If you are still hoping to manage a few handmade gifts, this oven mitt can be whipped up quickly. Package with some of your favorite recipes for a the perfect handmade gift!
Oven Mitt Tutorial
Supplies for making your own oven mitt
1/4 yard cotton fabric
1/4 yard coordinating cotton fabric
Insul-Bright Insulated batting
Directions for making a quilted oven mitt
Cut 2 each 9″ X 15″ rectangles of the cotton fabrics, cotton batting, and Insul-brite
Sandwich cotton fabric (lining) right side facing down, Insul-Brite, cotton batting, cotton fabric (0utside) right side facing up.
Sew together in stitching pattern of your choice. I made diagonal lines about an inch apart.
Repeat for other set of rectangles.
Oven Mitt Pattern Download – top
Oven Mitt Pattern Download – bottom
Download oven mitt pattern top and bottom. Print patterns and tape pieces together.
Stack the two quilted pieces on top of each other, right sides together.
Place pattern on top and draw around the pattern. This is the stitching line.
Stitch. I reinforce the thumb area so I can trim and make a slit right up to the stitching line.
Cut. Clip curves where necessary.
Turn right side out.
Cut a contrasting piece of fabric 7″ X 15″ for the band. Iron piece in half lengthwise, then open and bring edges to the center and press again.
Line edge of binding up with bottom edge of the oven mitt, right sides together. Turn edge up and being sewing in the first ironed crease.
Stitch all the way around, folding end over when finished.
Fold binding down.
Fold in the other half of the binding. Stitch all the way around in the ditch between the two fabrics, making sure to catch the binding on the inside.
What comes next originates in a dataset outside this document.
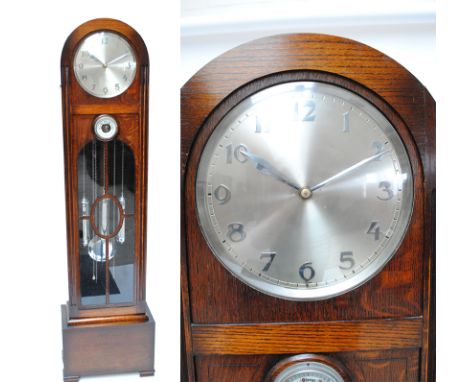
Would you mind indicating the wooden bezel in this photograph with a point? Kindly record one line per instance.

Stitch along the place where the binding overlaps with one straight stitch, or whip stitch it closed by hand.
Hello! I have a very beginner question about quilting. Do I need a separate foot for that or can I use the basic sewing foot that came with the machine to do the quilting part of this oven mitt? Thank you!
This is sooooo cute! I just stumbled across your site and love it! Thanks for the info on how to make this. I’m putting it on my “to do” list!
Thanks for this great tutorial and for including the pattern!
I never thought to use a wide binding.
I think I’ll do a zigzag stitch around the edge after cutting.
One batting and insul brite is enough for an ovenmitt?
I like your approach. Thank you for sharing!
This tutorial was amazing, thank you so much. Very easy to follow for a newbie like me!!!
I just made the oven mitt…..wow…I love it!! And it didn’t take that long either..tomorrow i’m going to make another one, so i’ll have a set..I cut both out today. Thankyou sooooo much for sharing this pattern with all of us….:)
Would you put the loop in the side seam when you sew the mitt together or put it on after the binding is done? Thank you
I just went out to buy all the materials to do this and am really excited, I’m making it for my Grandma’s birthday with a double-hand oven mitt and pot holder all in coordinating fabrics as a little set. She loves baking and cooking! (Even at 75!)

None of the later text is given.